Kinetic energy distribution $f_E(E)$ is a function that gives probability per unit energy interval.
Since kinetic energy $E$ is a function of speed, this distribution is related to speed distribution $f_v(v)$, but its value at any energy $E$ is not merely proportional to value of $f_v(v(E))$. The derivation of $f_E(E)$ from $f_v(v)$ relies on the substitution theorem from the integral calculus.
For positive speeds $v_1,v_2$ and corresponding energies $E_1=\frac{1}{2}mv_1^2, E_2=\frac{1}{2}mv_2^2$, the probability that particle has kinetic energy in the interval $(E_1,E_2)$ is the same as the probability that it has speed in the interval $(v_1,v_2)$. We transform the expression of the second probability in the following way:
$$
P = \int_{v_1}^{v_2}f_v(v)dv => (subst. theorem) => \int_{E_1}^{E_2}f_v(v(E))v'(E) dE
$$
where
$$
v(E) = (2E/m)^{1/2}
$$
and $v'(E)$ is derivative of this function at value $E$.

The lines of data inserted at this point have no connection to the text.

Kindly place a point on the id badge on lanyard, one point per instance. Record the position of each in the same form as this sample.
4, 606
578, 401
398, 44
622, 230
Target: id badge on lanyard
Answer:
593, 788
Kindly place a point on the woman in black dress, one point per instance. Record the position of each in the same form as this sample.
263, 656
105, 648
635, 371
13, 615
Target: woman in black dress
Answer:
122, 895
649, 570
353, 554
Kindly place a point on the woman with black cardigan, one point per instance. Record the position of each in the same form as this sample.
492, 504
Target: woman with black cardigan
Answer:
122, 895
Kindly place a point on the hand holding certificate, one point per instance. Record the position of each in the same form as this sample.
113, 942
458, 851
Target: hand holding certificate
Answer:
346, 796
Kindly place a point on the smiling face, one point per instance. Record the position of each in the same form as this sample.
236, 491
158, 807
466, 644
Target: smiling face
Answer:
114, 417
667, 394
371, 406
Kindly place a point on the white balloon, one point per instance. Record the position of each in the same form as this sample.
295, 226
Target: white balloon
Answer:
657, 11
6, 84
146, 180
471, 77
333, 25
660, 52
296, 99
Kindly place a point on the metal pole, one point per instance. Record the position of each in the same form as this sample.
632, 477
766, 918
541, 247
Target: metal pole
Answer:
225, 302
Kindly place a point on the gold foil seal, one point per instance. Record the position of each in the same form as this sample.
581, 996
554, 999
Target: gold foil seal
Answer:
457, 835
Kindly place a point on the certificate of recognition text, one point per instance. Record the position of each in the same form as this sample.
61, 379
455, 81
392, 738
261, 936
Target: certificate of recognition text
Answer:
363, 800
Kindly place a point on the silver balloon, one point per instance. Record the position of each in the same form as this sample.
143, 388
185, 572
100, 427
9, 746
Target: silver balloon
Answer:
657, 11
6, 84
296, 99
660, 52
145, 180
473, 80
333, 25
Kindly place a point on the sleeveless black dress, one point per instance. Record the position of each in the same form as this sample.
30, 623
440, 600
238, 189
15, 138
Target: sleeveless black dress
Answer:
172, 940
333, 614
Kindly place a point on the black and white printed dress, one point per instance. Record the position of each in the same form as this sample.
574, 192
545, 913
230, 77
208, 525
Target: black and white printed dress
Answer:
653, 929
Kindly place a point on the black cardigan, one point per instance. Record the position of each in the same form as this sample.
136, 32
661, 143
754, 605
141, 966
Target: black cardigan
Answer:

The expression of the first probability is
$$
P = \int_{E_1}^{E_2}f_E(E)dE.
$$
Since we can choose $v_1,v_2$ arbitrarily close to each other, it must be
$$
f_E(E) = f_v(v(E))\frac{dv(E)}{dE}.
$$
Substituting
$$
f_v(v) = \left(\frac{m}{2\pi k_BT}\right)^{3/2} 4\pi v^2 e^{-\frac{mv^2}{2k_B T}}
$$
we obtain
$$
f_E(E) = \left(\frac{m}{2\pi k_BT}\right)^{3/2} 4\pi 2E/m \cdot e^{-\frac{E}{k_B T}} \cdot (2/m)^{1/2}\frac{1}{2}E^{-1/2}
$$
and after simplification
$$
f_E(E) = \left(\frac{1}{\pi k_BT}\right)^{3/2} 2\pi \cdot E^{1/2} e^{-\frac{E}{k_B T}}.
$$